林檎ちゃんの、メランコリー【完】

メランコリー 4 /Karte XI








もう質問がなくなっちゃった。




芽維君がどうしてのんちゃんにそんなお願い事をしたのかは分からないままだけど、一つだけ明瞭になったのは、彼の私への執着心がかなり前からあったという事だ。


一体どうして?肝心なその答えを握っているのは、麗しい幼馴染だけみたい。






芽維君はからかう為だけに私に意地悪ばかりしているんじゃないの?


私を見て面白がっているのかなって思ってたけど、違うのかな。




思考を巡り巡らせて、苦手な数学の時よりも頭を使ってみるけれど、やっぱり私だけでは答えなんて導けない。
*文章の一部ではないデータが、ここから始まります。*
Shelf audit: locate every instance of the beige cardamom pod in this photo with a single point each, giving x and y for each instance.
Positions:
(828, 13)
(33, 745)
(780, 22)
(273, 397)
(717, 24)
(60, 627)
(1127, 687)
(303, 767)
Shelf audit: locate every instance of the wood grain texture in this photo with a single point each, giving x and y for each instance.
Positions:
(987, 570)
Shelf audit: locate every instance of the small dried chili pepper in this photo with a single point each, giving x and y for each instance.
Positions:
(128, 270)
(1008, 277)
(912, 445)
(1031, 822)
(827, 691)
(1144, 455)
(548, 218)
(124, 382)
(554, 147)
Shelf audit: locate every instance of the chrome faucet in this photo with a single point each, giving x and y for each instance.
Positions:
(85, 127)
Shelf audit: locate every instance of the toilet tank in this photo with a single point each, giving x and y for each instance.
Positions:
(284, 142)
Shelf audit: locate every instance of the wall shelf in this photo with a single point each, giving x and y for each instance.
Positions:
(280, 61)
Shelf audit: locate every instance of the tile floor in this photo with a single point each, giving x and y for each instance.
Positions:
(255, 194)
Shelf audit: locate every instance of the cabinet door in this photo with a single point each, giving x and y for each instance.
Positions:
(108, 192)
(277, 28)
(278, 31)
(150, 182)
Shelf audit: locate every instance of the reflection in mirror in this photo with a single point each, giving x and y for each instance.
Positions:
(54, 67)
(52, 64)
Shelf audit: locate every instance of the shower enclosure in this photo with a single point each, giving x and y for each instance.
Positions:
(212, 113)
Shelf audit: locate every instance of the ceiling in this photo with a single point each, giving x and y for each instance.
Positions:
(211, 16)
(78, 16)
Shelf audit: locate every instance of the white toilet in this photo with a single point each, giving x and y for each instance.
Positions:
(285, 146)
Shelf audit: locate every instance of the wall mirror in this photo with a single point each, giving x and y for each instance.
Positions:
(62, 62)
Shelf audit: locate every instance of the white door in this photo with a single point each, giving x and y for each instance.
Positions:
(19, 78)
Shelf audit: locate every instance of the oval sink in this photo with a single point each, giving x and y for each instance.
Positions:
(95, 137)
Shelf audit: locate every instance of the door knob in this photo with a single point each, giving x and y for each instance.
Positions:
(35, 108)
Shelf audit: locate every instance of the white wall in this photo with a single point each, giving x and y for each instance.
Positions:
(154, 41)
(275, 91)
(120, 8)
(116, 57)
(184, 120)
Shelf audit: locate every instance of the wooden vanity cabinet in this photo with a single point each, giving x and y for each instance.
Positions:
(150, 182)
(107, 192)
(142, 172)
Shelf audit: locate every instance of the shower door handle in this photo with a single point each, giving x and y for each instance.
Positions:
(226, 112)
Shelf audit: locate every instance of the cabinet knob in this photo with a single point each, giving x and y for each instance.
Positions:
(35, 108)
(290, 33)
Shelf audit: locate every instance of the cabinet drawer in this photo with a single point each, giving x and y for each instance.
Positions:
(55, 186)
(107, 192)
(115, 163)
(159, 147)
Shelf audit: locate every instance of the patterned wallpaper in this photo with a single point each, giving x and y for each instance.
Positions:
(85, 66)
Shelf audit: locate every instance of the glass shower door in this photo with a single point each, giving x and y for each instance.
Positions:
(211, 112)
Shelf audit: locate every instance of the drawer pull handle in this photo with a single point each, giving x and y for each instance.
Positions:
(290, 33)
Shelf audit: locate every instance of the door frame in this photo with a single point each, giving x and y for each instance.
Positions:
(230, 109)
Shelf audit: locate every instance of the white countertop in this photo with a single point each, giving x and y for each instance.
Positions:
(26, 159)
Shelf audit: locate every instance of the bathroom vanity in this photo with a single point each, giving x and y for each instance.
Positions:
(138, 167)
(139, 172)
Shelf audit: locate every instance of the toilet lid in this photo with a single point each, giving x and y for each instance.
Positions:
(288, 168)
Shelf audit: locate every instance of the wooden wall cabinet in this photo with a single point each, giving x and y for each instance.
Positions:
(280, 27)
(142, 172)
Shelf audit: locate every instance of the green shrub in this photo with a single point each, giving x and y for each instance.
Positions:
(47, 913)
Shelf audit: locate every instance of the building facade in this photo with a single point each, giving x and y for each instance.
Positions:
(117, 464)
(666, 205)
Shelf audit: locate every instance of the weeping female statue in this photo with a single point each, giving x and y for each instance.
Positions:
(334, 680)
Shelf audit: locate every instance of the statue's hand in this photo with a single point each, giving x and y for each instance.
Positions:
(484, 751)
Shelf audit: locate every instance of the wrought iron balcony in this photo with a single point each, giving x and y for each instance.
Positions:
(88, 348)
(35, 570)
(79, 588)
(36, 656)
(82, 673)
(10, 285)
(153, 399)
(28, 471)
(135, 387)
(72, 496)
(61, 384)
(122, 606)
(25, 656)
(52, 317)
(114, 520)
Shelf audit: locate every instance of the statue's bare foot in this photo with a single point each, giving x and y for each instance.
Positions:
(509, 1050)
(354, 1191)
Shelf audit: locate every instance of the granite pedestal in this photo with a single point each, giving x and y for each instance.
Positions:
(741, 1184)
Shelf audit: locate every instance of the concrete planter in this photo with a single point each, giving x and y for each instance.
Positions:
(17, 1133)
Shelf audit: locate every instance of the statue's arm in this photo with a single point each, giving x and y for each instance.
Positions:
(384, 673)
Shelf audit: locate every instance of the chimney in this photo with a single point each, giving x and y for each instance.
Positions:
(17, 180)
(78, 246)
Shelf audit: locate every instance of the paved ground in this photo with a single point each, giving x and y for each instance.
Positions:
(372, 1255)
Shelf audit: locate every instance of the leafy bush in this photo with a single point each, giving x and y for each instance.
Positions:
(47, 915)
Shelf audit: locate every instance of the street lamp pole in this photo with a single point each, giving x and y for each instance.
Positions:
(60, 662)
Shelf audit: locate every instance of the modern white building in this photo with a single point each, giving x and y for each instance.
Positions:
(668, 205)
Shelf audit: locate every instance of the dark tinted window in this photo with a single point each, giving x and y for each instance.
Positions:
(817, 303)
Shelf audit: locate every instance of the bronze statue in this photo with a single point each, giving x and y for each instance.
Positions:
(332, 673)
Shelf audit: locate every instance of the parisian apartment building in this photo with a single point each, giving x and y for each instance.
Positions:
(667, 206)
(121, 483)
彼の事で脳内が占領されたおかげで、また激しい動悸が始まった。





どうしようどうしよう、やっぱり病気だ絶対に不治の病だ。


私、芽維君病にかかっちゃってるんだ。






「林檎。」

「どうしたの、のんちゃん。」

「蜜柑君の事、誤解しないでね。」

「え?」

「私から見ても彼の愛情は過剰というか歪というか、ちょっと行き過ぎて空回りしてるような気もするけど。」

「うん?」





のんちゃんの言葉に心当たりのない私は、顔を顰めて首を捻る。



芽維君の愛情が過剰で歪?全然身に覚えがないのに、どうしてそんな忠告をのんちゃんはわざわざ私にしてくれるのかな。






「あの子の愛は一途で深いだけだからね。」

「のんちゃん?ちょっと話の意味が…。」

「私は林檎が大好きで大切だからこそ言っておくね。」

「もしもし?のんちゃん?」




ぎゅっと私の手を両手で包み込んだ親友は、真剣な目を逸らす事無く言葉を続けた。